After losing more than 4% over the week, the EURUSD looks excessively and emotionally oversold, and the oversold conditions of RSI confirm this on all time frames above H4. However, the single currency should not hope for support at these levels.
History suggests that neither the fall below parity in 1999, nor the rebound above it in 2002, were turning points, only temporarily attracting the attention of the media and market participants. At the dawn of the single currency, the European Central Bank began forex interventions near 0.8500 and after a 30% fall for almost two years.
The situation is now very similar to the early 2000s, as the sell-off started from the same starting point. An analogy with the economic crisis can also be found. Both then and now, Germany was temporarily losing its status as the locomotive of the region, lacking the capacity and political will to consolidate the entire Euro-region around itself.
It is only logical to expect that central bank and government politicians would be forced to respond to questions about exchange rate depreciation. They may harbour hopes of an accelerated normalisation of the region’s monetary policy.
But the euro is a heavy machine whose movement is not easily stopped. It is worth expecting that Europe will no longer get away with soft market reassurances and modest actions, so the pressure on the single currency may persist for the foreseeable future.

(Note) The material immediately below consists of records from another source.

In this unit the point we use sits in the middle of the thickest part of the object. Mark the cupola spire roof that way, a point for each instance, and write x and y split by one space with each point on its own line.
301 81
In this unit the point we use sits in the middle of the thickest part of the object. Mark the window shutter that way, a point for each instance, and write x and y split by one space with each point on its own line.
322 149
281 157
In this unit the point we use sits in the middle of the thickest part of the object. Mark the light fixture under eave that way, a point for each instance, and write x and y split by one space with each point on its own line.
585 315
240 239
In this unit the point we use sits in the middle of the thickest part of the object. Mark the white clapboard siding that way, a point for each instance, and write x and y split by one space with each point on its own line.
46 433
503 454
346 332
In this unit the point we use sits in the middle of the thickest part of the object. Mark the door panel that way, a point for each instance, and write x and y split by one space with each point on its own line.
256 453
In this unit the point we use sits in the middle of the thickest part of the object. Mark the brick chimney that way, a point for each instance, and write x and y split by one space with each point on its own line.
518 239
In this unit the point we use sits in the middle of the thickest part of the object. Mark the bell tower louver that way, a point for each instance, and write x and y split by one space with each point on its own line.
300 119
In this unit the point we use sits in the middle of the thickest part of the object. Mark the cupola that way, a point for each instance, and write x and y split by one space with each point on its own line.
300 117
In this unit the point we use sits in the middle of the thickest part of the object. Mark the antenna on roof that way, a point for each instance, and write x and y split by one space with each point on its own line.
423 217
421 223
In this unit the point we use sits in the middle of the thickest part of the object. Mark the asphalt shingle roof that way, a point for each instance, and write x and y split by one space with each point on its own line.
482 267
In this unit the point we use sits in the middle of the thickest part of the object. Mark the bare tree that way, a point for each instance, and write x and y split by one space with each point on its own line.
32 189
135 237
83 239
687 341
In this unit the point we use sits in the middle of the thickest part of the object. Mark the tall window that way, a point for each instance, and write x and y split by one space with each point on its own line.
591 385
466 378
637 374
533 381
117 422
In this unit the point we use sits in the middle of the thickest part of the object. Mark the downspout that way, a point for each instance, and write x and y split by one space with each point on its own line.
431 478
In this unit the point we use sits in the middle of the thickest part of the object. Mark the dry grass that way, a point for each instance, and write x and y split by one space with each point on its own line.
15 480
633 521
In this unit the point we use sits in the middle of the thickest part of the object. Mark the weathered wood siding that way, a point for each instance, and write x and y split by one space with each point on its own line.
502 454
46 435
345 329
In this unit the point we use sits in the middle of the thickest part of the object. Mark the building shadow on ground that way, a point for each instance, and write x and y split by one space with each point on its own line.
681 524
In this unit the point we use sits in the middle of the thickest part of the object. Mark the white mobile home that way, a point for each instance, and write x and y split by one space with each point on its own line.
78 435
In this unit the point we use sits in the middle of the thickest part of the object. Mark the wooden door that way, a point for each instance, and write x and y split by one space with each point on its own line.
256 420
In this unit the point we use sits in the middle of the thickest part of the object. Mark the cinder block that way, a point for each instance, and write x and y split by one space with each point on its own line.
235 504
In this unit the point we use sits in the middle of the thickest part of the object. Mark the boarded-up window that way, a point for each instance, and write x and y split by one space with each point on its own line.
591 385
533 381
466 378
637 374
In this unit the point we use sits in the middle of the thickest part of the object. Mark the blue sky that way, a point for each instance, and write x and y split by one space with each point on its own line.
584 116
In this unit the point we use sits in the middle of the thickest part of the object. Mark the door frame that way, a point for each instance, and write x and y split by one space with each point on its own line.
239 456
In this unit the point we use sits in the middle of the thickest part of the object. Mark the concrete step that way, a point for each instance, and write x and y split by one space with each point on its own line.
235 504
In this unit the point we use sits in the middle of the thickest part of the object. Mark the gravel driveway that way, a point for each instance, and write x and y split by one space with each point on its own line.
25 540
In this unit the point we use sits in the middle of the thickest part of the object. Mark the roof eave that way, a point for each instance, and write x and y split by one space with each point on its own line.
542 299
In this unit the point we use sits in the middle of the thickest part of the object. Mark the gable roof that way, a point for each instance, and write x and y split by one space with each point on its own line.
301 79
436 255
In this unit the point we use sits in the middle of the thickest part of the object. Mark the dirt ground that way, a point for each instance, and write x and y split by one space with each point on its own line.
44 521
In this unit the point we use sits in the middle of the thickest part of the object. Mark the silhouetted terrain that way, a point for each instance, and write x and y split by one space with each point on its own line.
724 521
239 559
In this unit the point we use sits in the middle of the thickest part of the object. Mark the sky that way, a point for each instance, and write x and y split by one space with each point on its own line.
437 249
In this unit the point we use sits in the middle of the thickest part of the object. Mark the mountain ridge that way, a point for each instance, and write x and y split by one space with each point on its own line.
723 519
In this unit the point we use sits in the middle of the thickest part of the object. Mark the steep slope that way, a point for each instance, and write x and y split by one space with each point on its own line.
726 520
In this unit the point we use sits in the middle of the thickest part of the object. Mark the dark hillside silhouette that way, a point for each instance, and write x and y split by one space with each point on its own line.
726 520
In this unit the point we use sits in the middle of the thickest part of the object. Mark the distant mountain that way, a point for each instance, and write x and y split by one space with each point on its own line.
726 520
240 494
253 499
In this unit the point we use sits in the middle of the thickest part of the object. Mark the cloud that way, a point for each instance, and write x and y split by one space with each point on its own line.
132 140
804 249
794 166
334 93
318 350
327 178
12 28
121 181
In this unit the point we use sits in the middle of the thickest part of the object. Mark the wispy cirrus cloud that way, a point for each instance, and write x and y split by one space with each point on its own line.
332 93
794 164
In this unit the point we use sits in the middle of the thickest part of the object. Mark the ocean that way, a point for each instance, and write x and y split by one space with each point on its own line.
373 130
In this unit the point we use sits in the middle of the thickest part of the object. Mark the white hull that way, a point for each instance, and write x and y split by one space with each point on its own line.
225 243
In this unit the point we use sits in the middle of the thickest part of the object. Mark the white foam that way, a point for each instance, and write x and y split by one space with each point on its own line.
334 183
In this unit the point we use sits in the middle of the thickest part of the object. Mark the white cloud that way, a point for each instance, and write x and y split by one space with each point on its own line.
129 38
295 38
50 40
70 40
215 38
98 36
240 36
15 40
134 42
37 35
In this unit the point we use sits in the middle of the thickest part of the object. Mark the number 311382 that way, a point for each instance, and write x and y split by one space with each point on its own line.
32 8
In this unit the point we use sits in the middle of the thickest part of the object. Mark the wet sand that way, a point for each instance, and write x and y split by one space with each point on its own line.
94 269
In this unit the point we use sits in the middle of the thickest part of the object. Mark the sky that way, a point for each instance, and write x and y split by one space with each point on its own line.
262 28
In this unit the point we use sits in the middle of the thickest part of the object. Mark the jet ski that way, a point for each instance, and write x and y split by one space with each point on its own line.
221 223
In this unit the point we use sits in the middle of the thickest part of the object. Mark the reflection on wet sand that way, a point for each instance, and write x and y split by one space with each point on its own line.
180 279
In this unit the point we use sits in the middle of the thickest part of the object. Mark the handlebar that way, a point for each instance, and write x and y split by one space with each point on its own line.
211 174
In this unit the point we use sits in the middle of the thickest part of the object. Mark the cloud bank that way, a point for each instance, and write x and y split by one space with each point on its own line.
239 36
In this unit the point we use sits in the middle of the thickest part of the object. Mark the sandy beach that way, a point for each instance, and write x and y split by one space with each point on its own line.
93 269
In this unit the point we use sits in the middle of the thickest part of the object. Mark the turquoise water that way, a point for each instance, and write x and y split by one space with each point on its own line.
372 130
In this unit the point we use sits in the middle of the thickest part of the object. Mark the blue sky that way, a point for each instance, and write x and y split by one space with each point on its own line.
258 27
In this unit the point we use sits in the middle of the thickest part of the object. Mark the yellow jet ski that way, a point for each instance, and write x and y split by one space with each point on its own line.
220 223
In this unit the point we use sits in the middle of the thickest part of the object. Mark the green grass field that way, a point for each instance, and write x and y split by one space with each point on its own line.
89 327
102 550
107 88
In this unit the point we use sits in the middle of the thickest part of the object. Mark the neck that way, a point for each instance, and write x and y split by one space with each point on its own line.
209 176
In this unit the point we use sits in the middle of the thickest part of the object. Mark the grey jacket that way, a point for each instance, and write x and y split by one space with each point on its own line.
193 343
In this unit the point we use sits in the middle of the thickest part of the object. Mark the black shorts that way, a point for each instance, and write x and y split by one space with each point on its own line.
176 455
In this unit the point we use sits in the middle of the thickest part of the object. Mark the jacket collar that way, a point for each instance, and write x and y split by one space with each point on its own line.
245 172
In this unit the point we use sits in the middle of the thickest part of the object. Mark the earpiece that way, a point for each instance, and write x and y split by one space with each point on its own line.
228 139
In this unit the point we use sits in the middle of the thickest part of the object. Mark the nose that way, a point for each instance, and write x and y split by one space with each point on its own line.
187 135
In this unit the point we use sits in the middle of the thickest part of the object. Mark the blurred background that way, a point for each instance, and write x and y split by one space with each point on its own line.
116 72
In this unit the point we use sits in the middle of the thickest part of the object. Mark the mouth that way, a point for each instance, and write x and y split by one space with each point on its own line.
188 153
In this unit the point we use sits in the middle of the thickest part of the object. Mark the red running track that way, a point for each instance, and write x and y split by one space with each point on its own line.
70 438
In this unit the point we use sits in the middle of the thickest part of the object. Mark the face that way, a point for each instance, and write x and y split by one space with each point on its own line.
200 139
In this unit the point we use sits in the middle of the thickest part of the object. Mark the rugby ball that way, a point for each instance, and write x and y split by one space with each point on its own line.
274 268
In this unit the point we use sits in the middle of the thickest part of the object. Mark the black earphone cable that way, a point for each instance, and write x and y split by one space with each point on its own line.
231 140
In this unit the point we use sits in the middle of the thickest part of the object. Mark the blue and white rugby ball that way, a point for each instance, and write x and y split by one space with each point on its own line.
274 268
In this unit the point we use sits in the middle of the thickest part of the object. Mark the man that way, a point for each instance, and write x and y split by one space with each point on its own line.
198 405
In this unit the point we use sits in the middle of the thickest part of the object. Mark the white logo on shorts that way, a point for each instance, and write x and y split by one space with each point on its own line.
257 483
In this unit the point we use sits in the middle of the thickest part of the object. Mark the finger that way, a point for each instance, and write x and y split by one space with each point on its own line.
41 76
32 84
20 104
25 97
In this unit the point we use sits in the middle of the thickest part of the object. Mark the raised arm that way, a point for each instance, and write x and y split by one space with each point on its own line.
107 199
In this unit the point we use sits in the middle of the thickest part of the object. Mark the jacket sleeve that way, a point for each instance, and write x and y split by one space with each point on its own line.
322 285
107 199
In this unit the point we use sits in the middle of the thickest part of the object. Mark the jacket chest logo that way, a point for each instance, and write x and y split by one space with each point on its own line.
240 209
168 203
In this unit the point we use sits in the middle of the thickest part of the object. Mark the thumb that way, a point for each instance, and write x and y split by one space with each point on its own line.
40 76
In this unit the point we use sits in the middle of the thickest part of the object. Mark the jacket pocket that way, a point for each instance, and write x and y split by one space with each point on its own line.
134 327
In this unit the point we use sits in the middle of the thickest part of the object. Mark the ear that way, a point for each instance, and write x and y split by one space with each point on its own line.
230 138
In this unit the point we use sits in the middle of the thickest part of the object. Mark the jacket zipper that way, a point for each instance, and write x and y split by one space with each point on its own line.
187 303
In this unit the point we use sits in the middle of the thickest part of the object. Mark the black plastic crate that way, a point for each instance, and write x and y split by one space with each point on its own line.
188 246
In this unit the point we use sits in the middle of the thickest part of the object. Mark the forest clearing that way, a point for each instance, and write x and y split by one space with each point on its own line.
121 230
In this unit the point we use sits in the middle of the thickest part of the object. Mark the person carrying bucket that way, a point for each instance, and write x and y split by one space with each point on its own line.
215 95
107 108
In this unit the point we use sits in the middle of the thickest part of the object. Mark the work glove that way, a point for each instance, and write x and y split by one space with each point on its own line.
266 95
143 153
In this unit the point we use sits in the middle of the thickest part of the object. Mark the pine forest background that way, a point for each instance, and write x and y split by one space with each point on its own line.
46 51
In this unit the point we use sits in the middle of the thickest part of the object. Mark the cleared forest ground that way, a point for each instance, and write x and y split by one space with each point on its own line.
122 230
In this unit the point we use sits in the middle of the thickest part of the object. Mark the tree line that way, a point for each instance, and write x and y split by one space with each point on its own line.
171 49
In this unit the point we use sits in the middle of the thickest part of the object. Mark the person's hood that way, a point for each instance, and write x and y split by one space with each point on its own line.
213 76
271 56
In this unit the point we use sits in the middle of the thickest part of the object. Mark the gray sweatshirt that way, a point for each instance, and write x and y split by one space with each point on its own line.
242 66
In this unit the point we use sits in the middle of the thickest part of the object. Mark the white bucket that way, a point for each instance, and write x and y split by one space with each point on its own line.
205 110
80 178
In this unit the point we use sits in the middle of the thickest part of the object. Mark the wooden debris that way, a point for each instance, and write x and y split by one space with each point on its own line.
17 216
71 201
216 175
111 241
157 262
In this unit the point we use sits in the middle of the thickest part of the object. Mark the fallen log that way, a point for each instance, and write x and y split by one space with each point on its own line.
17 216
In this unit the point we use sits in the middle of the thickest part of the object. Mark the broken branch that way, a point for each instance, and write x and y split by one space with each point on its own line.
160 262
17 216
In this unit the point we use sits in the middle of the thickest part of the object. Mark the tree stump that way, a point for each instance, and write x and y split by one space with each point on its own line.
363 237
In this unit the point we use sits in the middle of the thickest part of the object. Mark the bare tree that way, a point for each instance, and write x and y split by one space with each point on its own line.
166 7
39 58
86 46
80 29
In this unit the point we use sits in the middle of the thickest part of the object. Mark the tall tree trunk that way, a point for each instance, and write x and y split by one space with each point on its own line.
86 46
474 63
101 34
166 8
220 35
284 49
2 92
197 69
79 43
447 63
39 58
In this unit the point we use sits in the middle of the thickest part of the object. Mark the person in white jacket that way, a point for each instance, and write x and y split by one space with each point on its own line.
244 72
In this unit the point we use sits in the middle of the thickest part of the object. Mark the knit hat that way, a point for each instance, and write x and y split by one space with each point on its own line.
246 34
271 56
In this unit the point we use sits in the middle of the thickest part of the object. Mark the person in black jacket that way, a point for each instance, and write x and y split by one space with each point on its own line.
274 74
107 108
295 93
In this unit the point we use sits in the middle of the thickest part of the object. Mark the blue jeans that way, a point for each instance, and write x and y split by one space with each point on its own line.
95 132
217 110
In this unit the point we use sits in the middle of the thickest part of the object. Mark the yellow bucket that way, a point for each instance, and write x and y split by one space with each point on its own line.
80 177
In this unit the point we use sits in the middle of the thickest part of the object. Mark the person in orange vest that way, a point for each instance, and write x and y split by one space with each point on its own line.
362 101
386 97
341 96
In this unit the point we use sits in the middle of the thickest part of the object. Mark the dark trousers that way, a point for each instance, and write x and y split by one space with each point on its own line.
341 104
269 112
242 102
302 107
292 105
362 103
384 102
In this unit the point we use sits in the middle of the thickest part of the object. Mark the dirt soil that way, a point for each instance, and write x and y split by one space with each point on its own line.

Moreover, it is quite possible that near the 0.9800 level in EURUSD, there is a “pain point”, a quick fall under which will cause a market capitulation with an acceleration of the single currency’s decline. Investors should also be prepared for a new round of discussions on the viability of the Euro-region, which means that the coming days and weeks promise to be very nervous for the single currency.
The dollar index, where the euro holds the most weight, is also renewing its highs in 20 years. This dynamic has smoothly removed the issue of dollar sustainability that dominated the media at the end of 2020. We saw two other attempts to bury the dollar in early 2008 during the mortgage crisis and in 2011 at the start of QE. However, things quickly went wild, proving that the dollar, at least for now, is like Churchill’s definition of democracy: ‘the worst… except for all others that have been tried from time to time…’.
Right now, we see the exchange rate strength of the dollar. Still, we should be prepared that its economical and geopolitical power will manifest itself very soon if (or rather when) investors will come to grips with the sustainability of the debt burden of Japan and some eurozone countries, which could happen in the coming weeks.